TheDC’s Alex Pappas sparked controversy recently when he reported on the proliferation of rumors that Hillary Clinton “will not run for president again because of health concerns.” The story grew legs when Politico’s Roger Simon penned a piece about the piece about the rumors. (To his credit, Simon didn’t throw stones — which was good, inasmuch as reporting on the existence of rumors is pretty widespread.)
As anyone in DC can attest, the rumors, of course, are whispered about in green rooms and at parties and dinners. And why not? Hillary is assumed to be running for an incredibly demanding job as leader of the free world, has, despite (or because of ) being a public figure, led a cloistered existence for decades, and would, upon entering office, be the same age as Ronald Reagan when he became president.
The fact that this is a legitimate concern does not mean it’s a winning political issue. If the “war on women” thing — or the proliferation of older voters (who actually show up at the polls) — isn’t enough reason to tread carefully, then the fact that Republicans nominated Reagan (and Bob Dole and John McCain) should make them think twice before playing the age card.
But I think the health of any candidate for president is a legitimate concern. It’s a fair issue to raise. And assuming she is healthy, these rumors are easily overcome. Like humor, health is best demonstrated (if you have to say you’re funny, then you’re probably not).
The good news for Hillary is that the best way she can overcome these concerns is to eschew the inevitability strategy that doomed her in 2008, and instead, campaign aggressively and vigorously.
In fact, overcoming this challenge could easily be the comeback story of her campaign — reminiscent of Reagan’s response when Henry Trewhitt raised the age issue during a 1984 presidential debate.
And make no mistake, while the existence of rumors is real, it’s entirely possible this is merely the result of some perverse wishful thinking on the part of her enemies. If that’s the case, there is a real danger that Republicans will talk themselves into believing this is true, when it’s not.
This is not a new phenomenon.

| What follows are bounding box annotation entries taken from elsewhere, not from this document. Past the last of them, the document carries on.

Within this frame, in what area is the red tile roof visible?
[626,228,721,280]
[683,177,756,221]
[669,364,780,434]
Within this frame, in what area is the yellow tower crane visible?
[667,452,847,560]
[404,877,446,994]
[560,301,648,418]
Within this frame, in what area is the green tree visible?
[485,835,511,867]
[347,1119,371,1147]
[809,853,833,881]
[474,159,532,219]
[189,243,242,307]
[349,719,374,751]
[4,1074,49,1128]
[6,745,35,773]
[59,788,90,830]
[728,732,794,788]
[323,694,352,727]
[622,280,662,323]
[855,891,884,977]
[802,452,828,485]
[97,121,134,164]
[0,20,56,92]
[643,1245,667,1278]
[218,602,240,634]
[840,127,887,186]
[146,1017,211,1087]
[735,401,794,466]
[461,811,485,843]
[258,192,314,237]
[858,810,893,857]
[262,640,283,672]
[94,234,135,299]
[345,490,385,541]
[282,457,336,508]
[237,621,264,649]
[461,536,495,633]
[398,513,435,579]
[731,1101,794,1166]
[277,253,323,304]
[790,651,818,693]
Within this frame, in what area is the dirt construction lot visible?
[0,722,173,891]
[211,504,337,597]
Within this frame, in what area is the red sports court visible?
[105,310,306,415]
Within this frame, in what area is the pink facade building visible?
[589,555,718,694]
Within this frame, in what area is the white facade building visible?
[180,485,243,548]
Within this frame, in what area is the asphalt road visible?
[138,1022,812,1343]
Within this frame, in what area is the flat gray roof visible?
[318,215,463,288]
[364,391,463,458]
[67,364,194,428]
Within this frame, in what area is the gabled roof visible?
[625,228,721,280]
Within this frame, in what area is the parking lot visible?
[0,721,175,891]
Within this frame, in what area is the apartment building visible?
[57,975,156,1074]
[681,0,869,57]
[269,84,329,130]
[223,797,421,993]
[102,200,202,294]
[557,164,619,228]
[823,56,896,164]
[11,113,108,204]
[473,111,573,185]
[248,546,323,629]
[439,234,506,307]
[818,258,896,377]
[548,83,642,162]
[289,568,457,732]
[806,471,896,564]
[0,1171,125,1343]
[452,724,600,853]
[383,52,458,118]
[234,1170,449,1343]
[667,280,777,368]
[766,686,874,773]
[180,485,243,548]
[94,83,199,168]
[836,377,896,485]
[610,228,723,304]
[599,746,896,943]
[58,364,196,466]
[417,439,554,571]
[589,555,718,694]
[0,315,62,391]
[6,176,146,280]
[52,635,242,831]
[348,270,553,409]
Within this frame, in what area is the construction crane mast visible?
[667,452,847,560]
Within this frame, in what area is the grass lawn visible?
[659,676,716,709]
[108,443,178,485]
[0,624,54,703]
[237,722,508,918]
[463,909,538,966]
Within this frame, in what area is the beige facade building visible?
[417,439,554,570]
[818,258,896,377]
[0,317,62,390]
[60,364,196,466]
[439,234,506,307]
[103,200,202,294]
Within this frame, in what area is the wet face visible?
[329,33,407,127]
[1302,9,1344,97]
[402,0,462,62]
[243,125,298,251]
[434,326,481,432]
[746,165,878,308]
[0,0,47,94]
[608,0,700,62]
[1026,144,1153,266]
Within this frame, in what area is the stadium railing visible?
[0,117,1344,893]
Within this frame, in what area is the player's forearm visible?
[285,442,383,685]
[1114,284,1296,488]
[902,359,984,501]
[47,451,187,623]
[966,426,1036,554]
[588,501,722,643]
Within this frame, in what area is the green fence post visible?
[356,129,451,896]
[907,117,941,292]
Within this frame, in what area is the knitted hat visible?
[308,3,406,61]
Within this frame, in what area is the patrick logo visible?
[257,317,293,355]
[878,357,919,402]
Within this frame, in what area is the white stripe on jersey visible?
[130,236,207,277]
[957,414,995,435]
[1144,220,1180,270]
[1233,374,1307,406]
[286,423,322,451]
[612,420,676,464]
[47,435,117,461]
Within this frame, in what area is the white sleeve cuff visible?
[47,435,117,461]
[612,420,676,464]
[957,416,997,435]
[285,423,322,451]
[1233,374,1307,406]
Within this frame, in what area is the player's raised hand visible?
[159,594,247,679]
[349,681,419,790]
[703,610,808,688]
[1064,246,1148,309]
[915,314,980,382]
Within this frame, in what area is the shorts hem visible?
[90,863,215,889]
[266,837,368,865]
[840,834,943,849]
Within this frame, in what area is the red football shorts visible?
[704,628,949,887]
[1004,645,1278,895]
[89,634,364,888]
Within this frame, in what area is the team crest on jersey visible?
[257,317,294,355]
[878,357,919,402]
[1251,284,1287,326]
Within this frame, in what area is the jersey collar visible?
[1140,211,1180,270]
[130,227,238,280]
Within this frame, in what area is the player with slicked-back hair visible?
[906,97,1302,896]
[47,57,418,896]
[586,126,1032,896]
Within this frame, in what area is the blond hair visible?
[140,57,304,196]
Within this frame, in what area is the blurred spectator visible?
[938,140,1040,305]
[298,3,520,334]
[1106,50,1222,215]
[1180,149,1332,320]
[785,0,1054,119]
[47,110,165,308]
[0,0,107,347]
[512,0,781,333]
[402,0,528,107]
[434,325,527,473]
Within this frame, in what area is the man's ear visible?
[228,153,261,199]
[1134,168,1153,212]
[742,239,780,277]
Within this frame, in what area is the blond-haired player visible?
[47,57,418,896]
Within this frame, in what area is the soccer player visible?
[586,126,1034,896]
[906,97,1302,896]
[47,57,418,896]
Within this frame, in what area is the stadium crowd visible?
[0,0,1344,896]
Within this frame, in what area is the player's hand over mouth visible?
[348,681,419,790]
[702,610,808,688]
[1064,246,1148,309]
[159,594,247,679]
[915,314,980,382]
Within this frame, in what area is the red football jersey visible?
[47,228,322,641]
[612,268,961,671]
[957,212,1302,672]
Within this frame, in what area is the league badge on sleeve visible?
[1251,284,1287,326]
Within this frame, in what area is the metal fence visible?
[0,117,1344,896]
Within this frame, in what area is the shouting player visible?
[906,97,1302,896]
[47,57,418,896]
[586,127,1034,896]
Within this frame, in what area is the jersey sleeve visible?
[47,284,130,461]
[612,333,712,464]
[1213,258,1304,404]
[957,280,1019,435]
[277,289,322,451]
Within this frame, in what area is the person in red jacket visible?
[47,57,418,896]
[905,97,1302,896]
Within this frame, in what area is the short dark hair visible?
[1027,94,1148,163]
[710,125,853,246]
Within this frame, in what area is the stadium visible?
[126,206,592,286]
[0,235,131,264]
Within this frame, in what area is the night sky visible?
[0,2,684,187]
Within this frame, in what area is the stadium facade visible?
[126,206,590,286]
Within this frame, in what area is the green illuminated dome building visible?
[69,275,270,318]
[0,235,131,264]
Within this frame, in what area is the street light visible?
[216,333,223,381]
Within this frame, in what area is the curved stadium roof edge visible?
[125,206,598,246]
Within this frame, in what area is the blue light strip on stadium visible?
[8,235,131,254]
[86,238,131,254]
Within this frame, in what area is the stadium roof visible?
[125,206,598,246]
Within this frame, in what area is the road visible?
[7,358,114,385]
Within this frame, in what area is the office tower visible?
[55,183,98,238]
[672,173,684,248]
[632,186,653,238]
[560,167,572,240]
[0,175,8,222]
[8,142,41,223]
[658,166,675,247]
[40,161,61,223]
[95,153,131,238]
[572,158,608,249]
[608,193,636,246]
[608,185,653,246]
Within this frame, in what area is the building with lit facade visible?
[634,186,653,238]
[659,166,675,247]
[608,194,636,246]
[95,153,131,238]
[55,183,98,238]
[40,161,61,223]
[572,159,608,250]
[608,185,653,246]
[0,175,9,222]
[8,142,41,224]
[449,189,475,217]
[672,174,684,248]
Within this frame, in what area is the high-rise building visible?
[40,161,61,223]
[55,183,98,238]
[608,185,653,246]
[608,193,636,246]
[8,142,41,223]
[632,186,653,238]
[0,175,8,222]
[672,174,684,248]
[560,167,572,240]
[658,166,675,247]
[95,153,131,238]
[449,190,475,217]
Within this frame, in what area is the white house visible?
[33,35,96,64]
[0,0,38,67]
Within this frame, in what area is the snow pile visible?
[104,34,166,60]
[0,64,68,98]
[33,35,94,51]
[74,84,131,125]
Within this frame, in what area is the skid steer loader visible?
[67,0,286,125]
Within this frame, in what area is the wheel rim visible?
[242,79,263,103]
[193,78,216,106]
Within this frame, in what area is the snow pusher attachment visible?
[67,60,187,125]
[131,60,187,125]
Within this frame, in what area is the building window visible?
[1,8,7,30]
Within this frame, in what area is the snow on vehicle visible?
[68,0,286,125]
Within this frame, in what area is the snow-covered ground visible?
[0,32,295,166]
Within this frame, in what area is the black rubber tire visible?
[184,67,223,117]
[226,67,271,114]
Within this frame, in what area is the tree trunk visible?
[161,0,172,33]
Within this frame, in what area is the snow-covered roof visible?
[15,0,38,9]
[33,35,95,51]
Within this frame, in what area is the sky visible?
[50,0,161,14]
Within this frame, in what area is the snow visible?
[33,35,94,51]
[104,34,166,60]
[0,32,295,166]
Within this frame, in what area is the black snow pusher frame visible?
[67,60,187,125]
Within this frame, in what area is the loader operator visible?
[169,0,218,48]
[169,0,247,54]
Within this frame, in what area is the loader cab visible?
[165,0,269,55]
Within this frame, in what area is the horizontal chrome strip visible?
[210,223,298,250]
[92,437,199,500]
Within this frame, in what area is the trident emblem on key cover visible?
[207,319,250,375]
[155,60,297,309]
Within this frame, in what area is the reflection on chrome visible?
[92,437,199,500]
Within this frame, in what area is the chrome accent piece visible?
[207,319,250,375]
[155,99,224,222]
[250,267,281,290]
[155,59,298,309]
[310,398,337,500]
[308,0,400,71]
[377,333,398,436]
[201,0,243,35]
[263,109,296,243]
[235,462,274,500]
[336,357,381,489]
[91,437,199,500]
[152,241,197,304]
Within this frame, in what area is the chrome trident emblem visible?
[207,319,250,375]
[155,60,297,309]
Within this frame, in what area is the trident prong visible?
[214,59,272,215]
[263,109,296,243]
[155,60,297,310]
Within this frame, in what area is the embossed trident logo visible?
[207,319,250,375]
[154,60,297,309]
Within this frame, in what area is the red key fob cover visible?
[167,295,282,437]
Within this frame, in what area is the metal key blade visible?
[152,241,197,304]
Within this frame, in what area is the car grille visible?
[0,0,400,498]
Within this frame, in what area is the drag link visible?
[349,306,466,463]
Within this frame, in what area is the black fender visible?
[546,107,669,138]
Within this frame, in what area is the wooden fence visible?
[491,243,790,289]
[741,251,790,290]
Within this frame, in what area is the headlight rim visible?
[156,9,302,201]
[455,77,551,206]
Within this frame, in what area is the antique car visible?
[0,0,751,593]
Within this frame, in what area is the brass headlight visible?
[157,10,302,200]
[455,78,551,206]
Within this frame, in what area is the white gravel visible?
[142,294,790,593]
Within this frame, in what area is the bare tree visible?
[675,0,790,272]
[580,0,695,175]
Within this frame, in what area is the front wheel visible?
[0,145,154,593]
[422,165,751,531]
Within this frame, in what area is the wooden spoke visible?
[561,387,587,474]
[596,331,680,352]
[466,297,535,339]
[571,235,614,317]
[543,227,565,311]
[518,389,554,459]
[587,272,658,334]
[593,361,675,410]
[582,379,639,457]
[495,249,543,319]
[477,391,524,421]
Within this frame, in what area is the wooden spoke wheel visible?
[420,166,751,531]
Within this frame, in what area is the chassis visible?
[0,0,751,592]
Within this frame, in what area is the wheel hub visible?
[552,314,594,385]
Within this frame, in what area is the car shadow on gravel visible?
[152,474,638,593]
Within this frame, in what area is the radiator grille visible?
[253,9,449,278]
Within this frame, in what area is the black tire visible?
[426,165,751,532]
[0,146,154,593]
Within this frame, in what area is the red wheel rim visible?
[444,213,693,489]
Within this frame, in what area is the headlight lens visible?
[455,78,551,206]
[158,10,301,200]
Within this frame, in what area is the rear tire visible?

Consider this excerpt from Michael Lewis’ book Losers, about the 1996 presidential campaign:
“When I sit down to a meal with [Pat] Buchanan and a small band of young men who travel with him, the conversation drifts onto the subject of Bob Dole’s health… This kind of talk plays into every Republican candidate’s fantasy: everyone of them has a scenario wherein Dole drops out for reasons of health and he wins. “
Last time I checked, Bob Dole was still kicking.